Productive inefficiency, with the economy operating below its production possibilities frontier, can occur because the productive inputs physical capital and labor are underutilized—that is, some capital or labor is left sitting idle—or because these inputs are allocated in inappropriate combinations to the different industries that use them.

In long-run equilibrium for perfectly competitive markets, productive efficiency occurs at the base of the average total cost curve — i.e. where marginal cost equals average total cost — for each good.

Due to the nature and culture of monopolistic companies, they may not be productively efficient because of X-inefficiency, whereby companies operating in a monopoly have less of an incentive to maximize output due to lack of competition. However, due to economies of scale it can be possible for the profit-maximizing level of output of monopolistic companies to occur with a lower price to the consumer than perfectly competitive companies.

==Theoretical measures==

Many theoretical measures of production efficiency have been proposed in the literature as well as many approaches to estimate them.

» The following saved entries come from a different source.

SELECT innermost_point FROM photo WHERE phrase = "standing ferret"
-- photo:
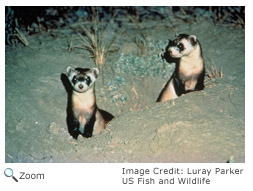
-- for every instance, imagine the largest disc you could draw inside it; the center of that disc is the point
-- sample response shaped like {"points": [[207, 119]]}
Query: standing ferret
{"points": [[190, 69], [84, 117]]}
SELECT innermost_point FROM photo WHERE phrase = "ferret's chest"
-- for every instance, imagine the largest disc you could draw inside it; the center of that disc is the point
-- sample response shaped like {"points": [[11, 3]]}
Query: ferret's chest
{"points": [[83, 105]]}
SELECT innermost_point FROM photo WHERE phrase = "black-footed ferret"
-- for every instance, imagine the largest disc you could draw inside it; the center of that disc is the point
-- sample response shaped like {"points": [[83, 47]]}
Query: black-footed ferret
{"points": [[190, 69], [84, 116]]}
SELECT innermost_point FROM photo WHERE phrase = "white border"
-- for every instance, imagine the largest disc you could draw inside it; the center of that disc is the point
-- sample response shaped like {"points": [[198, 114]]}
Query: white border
{"points": [[108, 176]]}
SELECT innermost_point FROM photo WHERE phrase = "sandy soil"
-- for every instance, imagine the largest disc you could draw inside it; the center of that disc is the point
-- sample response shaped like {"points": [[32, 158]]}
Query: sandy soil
{"points": [[205, 126]]}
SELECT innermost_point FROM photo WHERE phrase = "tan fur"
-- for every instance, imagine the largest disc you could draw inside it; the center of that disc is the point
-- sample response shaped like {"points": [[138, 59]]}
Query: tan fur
{"points": [[190, 66], [169, 92]]}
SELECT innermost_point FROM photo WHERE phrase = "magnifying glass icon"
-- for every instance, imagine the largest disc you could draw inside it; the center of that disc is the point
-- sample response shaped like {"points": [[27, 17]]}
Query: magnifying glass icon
{"points": [[8, 172]]}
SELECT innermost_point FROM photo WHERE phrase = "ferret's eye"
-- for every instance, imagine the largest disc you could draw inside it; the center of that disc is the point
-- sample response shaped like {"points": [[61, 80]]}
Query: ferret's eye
{"points": [[180, 46]]}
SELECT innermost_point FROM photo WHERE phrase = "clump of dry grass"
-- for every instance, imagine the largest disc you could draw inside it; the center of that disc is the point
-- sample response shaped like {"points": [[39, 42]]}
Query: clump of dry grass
{"points": [[93, 39], [141, 42]]}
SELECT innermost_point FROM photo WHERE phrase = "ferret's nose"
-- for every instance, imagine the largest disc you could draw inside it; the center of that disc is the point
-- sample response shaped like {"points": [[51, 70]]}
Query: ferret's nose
{"points": [[80, 86]]}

The most popular measures of efficiency include Farrell measure (also known as Debreu–Farrell measure, since Debreu (1951) has similar ideas). This measure is also the reciprocal of the Shephard's distance function. These can be defined with either the input orientation (fix outputs and measure maximal possible reduction in inputs) or the output orientation (fix inputs and measure maximal possible expansion in outputs).

A generalisation of these is the so-called directional distance function, where one can select any direction (or orientation) for measuring the production efficiency.

The most popular for estimating production efficiency are data envelopment analysis and stochastic frontier analysis.

See the recent book by Sickles and Zelenyuk (2019) for comprehensive coverage of the theory and related estimation and many references therein.